Asking the same question in closed-ended and open-ended format can produce different results. For example, when respondents are given a slate of candidates from which to choose their preference, they will most often choose one from the list. However, if the respondents have to come up with a name on their own (the question is open-ended), the answers will be different, and as illustrated by the example here, sometimes more will be undecided about their preferences without the list.
For more information:
American Association for Public Opinion Research on question wording, order, and response options
Oxford Handbook of Survey Research on Question and Questionnaire Design
Sage Encyclopedia of Survey Research Methods on question order (subscription required)
I’m on the federal “do not call” list. Why do I still get phone calls from pollsters and survey researchers?
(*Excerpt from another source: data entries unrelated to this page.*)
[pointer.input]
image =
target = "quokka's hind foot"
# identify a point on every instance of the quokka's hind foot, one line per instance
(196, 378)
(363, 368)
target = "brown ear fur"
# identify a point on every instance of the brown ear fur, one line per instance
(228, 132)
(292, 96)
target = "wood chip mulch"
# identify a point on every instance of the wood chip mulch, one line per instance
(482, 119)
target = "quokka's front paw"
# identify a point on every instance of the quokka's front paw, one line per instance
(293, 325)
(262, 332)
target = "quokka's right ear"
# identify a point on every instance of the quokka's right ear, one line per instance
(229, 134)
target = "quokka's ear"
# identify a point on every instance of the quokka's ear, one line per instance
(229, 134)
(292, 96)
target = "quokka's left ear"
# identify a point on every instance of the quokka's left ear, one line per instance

Survey research and polls are not restricted by the federal Do Not Call Registry. The registry was created to prevent telemarketers from making unwanted calls to those phone numbers on the list. Survey research and polling were explicitly exempted from this policy since they are not selling anything, but are only asking for opinions. Most survey companies will respect any request to be removed from the contact list, but remember that you could still receive survey calls from other companies.
For more information:
The American Association for Public Opinion Research on survey research and the Do Not Call Registry
The Federal Trade Commission’s Do Not Call Registry page.
I’ve never known anyone who has the opinion reported in that poll. How can the poll be accurate when everyone I know thinks something else?
People tend to live and work with people like them. They might think there’s a lot of diversity within their group of friends and coworkers, but odds are it’s not as diverse as they think. A survey is designed to include every possible demographic and type of individual that exists in the population, even those with very different views than most. In this way, the survey is probably more representative of the population than any one person’s network, and more diverse. Remember that there are well over 300 million people in the United States, so chances are a good number of them have very different views. Even if a small proportion of people share the views that you think are dominant, that’s a lot of people.